Shop OBEX P1 Docs P2 Docs Learn Events
PHSA: A question for Kuroneko & an idea for storing data in unused cog ram (from OBC) — Parallax Forums

PHSA: A question for Kuroneko & an idea for storing data in unused cog ram (from OBC)

Cluso99Cluso99 Posts: 18,069
edited 2012-07-05 22:06 in Propeller 1
OBC raised some interesting ideas and it seems RossH is using a similar idea in Catalina for temporary storage. Along those lines, here are a few ideas...

I have a fast overlay program which would work (ideas from others put together, as usual on this great forum).
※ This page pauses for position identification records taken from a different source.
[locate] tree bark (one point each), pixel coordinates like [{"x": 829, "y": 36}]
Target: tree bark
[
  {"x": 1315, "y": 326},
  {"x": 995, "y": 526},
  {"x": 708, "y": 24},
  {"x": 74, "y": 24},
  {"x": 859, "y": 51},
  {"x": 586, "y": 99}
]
It unravels backwards, which is fine for transferring to the cog ram. However, this will not work for moving back to hub ram.

So I got to thinking (and not sure if anyone has thought about it or done it)... And yes, thinking is dangerous at my age :)

So, we need a loop like this....
loop     rdlong    *-*, PHSA        ' becomes wrlong for storing back to hub (easy, just set the NR bit appropriately)
           add        loop,H0200      ' inc to next cog address
           djnz       count,#loop

My assumptions are...
1. I believe we should be able to have PHSA increment by 4 every 16 clocks.
2. I believe we should be able to have PHSA incremented after each "loop" instruction has executed.
3. I believe we can use the PHSA this way (get the value of PHSA and not the shadow ram)

Are these correct assumptions ??? Has anyone done it ???

Now, if this works, I can probably get this to run in a zero footprint mode, and possibly grab another 4 longs in shadow space as well. This would give a cool 2,000 bytes exactly. Nice for a part of a screen buffer !!!
Currently no time to check this out. If I don't write it somewhere I will most likely forget.
«1

Comments

  • kuronekokuroneko Posts: 3,623
    edited 2011-02-18 00:52
    It's all been done already in your [thread=104167]overlay thread[/thread] (auto increment). So, yes to all 3 assumptions. Problem is incrementing once every 16 cycles, i.e. it eats a pin. I posted a split-interleave-writer somewhere (lonesock thread) which basically does 4 groups for 16n, 16n+4, 16n+8 and 16n+12.

    Here is the thread in question [thread=118012]Quick Cog-to-Hub transfer[/thread].
  • Cluso99Cluso99 Posts: 18,069
    edited 2011-02-18 02:23
    Thanks kuroneko. I presume you have not found a way to divide the clock by 4 without using a pin ?

    Just re-looking at the counters to see how the PLL and the clocks are tied together. Any simple counter explanations anywhere (while I look)?

    I have just been looking at the shadow ram and the use of the registers, etc. I am convinced I can get this side to work.
  • kuronekokuroneko Posts: 3,623
    edited 2011-02-18 02:32
    Cluso99 wrote: »
    I presume you have not found a way to divide the clock by 4 without using a pin ?
    Not many rainy days yet this year but I'm working on it :)
    Cluso99 wrote: »
    Just re-looking at the counters to see how the PLL and the clocks are tied together. Any simple counter explanations anywhere (while I look)?
    Define simple. What you see is what you get. I always found the data sheet and the counter app note sufficient. Sometimes a counter is just a counter :)
  • Cluso99Cluso99 Posts: 18,069
    edited 2011-02-18 03:11
    Here is my counter understanding...
    So the only way we can run the counter without outputting to pin(s) is PLL internal (video mode) %00001 and logic always %11111.
    Both these add FRQA to PHSA on each clock cycle.
    The PLL is on the output of PHSA pin 31, so it is no help to us.
    We will not have a problem of counter jitter because we ignore the bottom 2 bits when accessing hub by longs.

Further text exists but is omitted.